SQL, PostgreSQL, Postgres, and psql

SQL stands for Stuctured Query Language. It's the most common language for relational database management systems.

A relational database organizes data into relations, which...well, here's how the vocabulary breaks down in practice:

relation = table
field, attribute = column
record, tuple, instance = row

If you're wondering, "Is there some other way to organize data besides tables?" Yes. Although you see tables come up in the other models, they're treated differently — not as relations but as objects or something else.

PostgreSQL is an object-relational database management system. Postgres is just a nickname for PostgreSQL. An object-relational database tries to combine the good parts of the relational and the object-oriented models. For example, you can define your own data types and write simpler code to execute SQL queries.
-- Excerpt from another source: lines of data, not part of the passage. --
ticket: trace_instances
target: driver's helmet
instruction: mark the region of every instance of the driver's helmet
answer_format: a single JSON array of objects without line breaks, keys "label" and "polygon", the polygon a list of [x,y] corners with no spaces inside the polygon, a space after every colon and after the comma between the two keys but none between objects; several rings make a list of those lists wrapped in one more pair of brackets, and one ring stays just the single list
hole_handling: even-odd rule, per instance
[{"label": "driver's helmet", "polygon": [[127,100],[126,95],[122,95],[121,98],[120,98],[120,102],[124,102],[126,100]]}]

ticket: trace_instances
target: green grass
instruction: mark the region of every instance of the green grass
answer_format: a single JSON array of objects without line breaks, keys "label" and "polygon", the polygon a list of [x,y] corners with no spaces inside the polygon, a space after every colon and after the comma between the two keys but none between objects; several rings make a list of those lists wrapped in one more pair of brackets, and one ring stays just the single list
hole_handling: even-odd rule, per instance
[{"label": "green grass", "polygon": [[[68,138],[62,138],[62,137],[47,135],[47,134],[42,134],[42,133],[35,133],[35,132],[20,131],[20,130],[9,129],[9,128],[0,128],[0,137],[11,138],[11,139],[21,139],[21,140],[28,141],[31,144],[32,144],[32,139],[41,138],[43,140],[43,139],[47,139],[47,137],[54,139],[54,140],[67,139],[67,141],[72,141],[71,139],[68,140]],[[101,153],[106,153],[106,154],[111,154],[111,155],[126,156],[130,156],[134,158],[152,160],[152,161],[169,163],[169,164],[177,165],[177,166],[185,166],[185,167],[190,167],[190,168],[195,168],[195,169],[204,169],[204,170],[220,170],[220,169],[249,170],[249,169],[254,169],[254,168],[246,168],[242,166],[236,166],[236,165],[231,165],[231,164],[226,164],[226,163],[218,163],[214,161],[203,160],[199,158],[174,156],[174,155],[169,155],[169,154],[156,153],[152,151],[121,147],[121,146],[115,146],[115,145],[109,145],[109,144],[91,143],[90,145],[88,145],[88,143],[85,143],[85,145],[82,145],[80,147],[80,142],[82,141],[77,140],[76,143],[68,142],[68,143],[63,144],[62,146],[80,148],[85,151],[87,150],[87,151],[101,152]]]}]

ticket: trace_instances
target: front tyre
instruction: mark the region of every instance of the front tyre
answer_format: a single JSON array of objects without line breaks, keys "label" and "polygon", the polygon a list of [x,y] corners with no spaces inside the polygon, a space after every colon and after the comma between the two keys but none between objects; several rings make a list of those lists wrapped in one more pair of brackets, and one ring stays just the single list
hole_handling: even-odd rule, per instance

psql lets you interact with PostgreSQL in a terminal. This is where you'd do SQL things like create tables and make queries. psql has its own commands, apart from SQL. The common psql commands are:

\l : list databases
\d : list relations (tables) in the current database
\d table_name : describe the named table
\c db_name : connect (switch to) the named database
\q : quit psql

And here are some common SQL commands:

Create an empty table:

CREATE TABLE table_name();

Delete a table:

DROP TABLE table_name;

Create a defined table (one of the columns has to be labeled as the PRIMARY KEY):

CREATE TABLE table_name(
             column1_name datatype,
             column2_name datatype
);

Don't forget the semi-colon to close a SQL command. Also, when creating a table, don't forget the parentheses and commas to separate columns.

An example of creating a defined table:

CREATE TABLE employees(
             id          int         PRIMARY KEY     NOT NULL,
             name        char(50)    NOT NULL,
             age         int         NOT NULL,
             address     text,
             salary      real
);

For more info on data types, see the docs or TutorialsPoint.

SQL keywords are case-insensitive, so you don't have to type them in uppercase. It's just common to write them that way.

Here are some common SQL queries.

Installing PostgreSQL on Mac OS X

All of the code below is run in Terminal.

To install without Homebrew, see PostgreSQL Documentation.

Uninstall Old Versions

Back up data.

Uninstall Homebrew version(s) of PostgreSQL. --force uninstalls all versions.

brew rm postgresql --force

Uninstall other things manually.

russbrooks.com had a couple other commands that didn't work for me. current is the PostgreSQL version number. Change as appropriate.

sudo rm -rf /Applications/PostgreSQL\ current
sudo rm -rf /etc/postgres-reg.ini
sudo rm -rf /Library/StartupItems/postgresql-current
sudo rm -rf /Library/PostgreSQL/9.6

rm by itself removes (deletes) a file. rm -r recursively deletes a directory. Adding -f (rm -rf) forces the deletion.

Restart and make sure there are no postgres processes running in Activity Monitor.

Install PostgreSQL

Skip Homebrew update if you updated recently.

brew update
brew install postgresql

Initialize the database. One person said postgres is the default user account. PostgreSQL says postgres is the PostgreSQL server. Same difference? Who knows. Confusing.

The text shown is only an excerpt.